Él colgó y apretó los dientes.
—¿Cuánto tiempo falta para que llegue el equipo de rescate?
—Noventa minutos —contestó ella mirando el reloj.
—Contrate otro equipo. No quiero que pasen nada por alto porque están agotados y tienen que trabajar veinticuatro horas hasta que encuentren a los desaparecidos. Hágalo, Chaves.
—Sí, claro.
Se abrieron las puertas del ascensor y estuvo a punto de tambalearse cuando él le puso una mano en la espalda para que saliera por delante. No la había tocado desde que trabajaba para él. Hizo un esfuerzo para no reaccionar y lo miró. Estaba serio y con el ceño fruncido por la concentración mientras la guiaba hacia el helicóptero. Bajó la mano unos metros antes de llegar, esperó a que el piloto la ayudara a acomodarse y se sentó a su lado. Volvió a hablar por teléfono antes de que despegaran. Esa vez, con Teo. La conversación en griego era incomprensible para ella, pero, aun así, se quedó fascinada con el sonoro idioma y el hombre que lo hablaba. Él la miró y ella se dio cuenta de que había estado mirándolo fija y descaradamente.

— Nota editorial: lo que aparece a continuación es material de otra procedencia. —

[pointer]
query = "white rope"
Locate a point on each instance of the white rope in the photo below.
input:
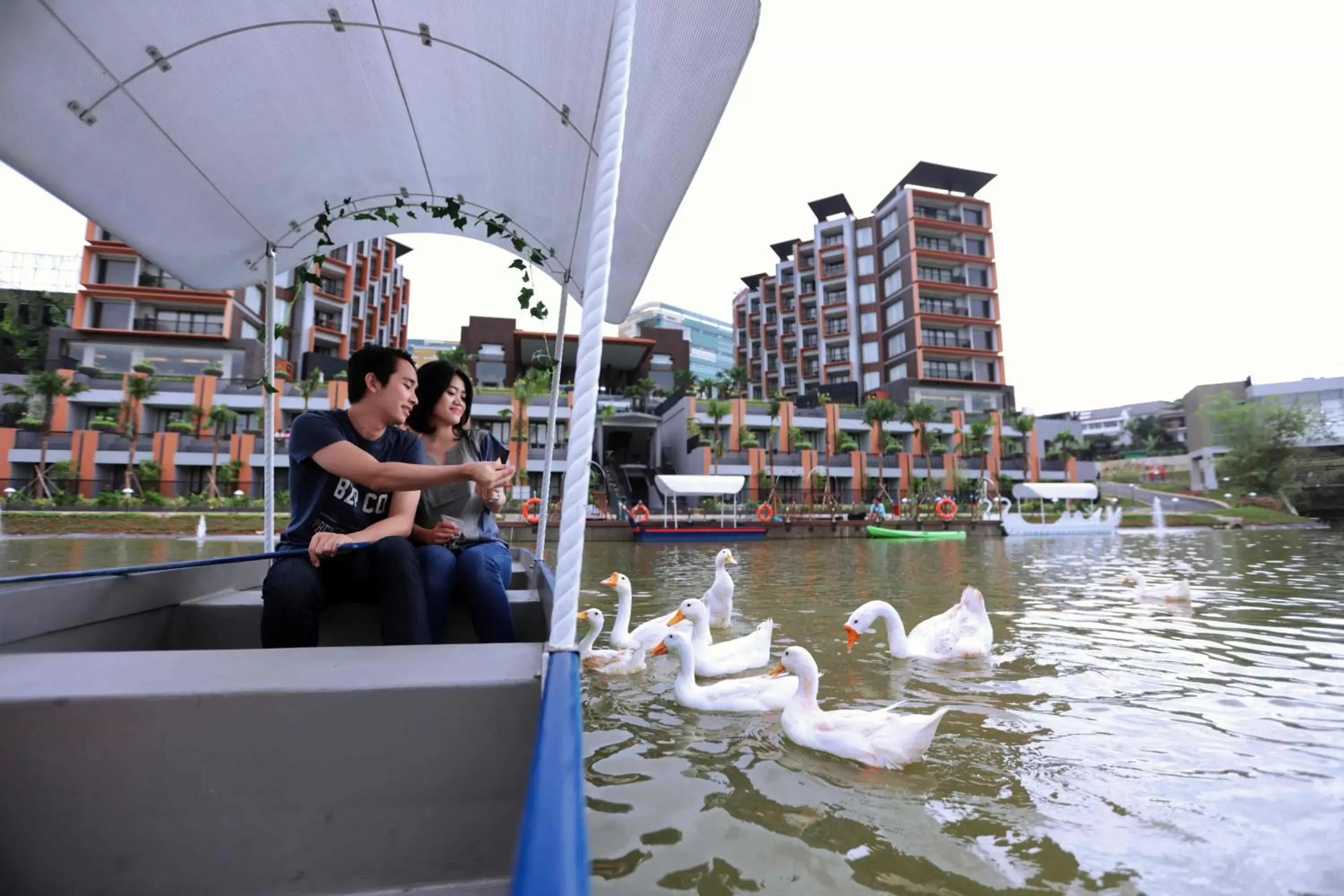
(269, 405)
(550, 422)
(599, 272)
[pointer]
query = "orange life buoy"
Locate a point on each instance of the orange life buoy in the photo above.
(531, 517)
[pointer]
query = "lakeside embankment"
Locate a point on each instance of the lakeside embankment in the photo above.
(185, 524)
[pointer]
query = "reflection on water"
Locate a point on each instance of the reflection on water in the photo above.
(1115, 745)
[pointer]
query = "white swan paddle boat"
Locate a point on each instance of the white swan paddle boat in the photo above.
(1097, 521)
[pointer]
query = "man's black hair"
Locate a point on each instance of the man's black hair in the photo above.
(433, 381)
(379, 361)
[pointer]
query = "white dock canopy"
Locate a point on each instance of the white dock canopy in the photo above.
(1055, 491)
(683, 487)
(201, 132)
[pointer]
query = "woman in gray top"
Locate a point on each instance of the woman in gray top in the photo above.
(461, 555)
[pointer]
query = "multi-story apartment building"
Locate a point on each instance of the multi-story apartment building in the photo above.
(710, 338)
(129, 312)
(904, 300)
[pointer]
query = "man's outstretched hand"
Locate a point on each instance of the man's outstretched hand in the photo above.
(490, 474)
(323, 544)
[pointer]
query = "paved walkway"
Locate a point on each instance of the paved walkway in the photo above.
(1171, 503)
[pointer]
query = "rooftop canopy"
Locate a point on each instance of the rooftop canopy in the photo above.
(699, 485)
(201, 132)
(935, 177)
(836, 205)
(1055, 491)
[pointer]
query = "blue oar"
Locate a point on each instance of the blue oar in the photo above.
(179, 564)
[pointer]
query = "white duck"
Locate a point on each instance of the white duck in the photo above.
(621, 634)
(961, 633)
(1164, 591)
(726, 657)
(760, 694)
(873, 737)
(719, 597)
(616, 663)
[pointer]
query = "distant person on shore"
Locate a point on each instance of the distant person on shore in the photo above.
(355, 476)
(461, 555)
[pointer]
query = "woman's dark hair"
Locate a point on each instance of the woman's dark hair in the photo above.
(435, 379)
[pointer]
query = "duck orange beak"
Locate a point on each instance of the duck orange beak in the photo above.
(851, 637)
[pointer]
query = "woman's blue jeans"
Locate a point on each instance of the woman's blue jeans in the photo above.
(478, 575)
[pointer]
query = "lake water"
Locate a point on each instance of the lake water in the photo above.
(1116, 746)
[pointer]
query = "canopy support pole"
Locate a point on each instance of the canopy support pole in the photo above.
(550, 424)
(616, 93)
(269, 406)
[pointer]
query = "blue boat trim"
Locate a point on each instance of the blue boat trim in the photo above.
(553, 857)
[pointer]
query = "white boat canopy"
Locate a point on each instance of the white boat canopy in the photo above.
(1055, 491)
(683, 487)
(201, 132)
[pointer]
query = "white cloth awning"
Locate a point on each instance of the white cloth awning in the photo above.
(699, 485)
(1055, 491)
(249, 115)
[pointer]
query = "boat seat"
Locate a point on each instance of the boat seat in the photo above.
(264, 771)
(232, 621)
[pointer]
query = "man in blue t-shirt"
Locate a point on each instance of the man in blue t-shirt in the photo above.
(355, 476)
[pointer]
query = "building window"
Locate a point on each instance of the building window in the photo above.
(112, 315)
(117, 272)
(892, 253)
(896, 314)
(154, 276)
(892, 284)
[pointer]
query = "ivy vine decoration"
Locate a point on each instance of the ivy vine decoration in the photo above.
(496, 226)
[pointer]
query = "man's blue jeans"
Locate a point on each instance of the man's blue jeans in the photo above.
(479, 575)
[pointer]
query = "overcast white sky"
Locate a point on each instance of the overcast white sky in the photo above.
(1168, 210)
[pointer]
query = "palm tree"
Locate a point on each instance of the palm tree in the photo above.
(45, 388)
(139, 390)
(920, 414)
(976, 439)
(1025, 424)
(879, 412)
(717, 410)
(310, 385)
(221, 422)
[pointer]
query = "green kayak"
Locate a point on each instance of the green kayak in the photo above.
(878, 532)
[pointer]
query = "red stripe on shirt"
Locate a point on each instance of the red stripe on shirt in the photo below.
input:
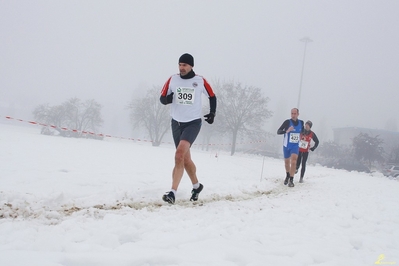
(165, 88)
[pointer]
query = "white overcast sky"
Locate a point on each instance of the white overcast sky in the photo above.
(112, 51)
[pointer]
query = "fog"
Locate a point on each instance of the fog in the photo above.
(112, 51)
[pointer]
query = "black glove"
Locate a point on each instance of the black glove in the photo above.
(169, 98)
(210, 117)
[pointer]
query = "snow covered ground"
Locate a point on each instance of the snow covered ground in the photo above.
(90, 202)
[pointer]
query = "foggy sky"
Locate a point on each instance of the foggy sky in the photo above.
(112, 51)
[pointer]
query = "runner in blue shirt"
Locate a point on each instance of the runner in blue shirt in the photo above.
(291, 128)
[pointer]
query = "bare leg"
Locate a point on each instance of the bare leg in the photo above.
(190, 168)
(292, 168)
(181, 153)
(287, 164)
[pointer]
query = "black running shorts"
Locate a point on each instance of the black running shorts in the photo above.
(185, 131)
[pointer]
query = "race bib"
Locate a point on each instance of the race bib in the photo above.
(303, 144)
(185, 96)
(294, 137)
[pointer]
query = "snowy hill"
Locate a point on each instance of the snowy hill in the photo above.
(90, 202)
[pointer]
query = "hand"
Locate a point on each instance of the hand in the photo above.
(210, 117)
(169, 98)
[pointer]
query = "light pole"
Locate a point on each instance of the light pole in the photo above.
(306, 40)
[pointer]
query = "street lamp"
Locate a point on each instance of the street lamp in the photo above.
(306, 40)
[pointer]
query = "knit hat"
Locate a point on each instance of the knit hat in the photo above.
(187, 58)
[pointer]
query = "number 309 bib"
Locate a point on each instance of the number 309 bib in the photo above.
(185, 96)
(294, 137)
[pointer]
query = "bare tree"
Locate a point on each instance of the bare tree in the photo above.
(147, 112)
(74, 115)
(242, 110)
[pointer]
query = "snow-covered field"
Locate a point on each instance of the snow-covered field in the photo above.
(89, 202)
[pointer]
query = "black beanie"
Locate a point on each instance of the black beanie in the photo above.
(187, 58)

Desvió la atención hacia la tableta y la encendió. No
había habido nada personal ni en el contacto de Pedro ni en su mirada, y ella tampoco había esperado que lo hubiese habido. Era siempre meticulosamente profesional y ella no esperaba o deseaba otra cosa de él. Había aprendido esa lección dolorosamente y todo porque se había permitido sentir, porque se había atrevido a relacionarse con otro ser humano después del infierno que había pasado con su madre. No corría el riesgo de olvidarse. Además, tenía ese tatuaje en el hombro para recordárselo.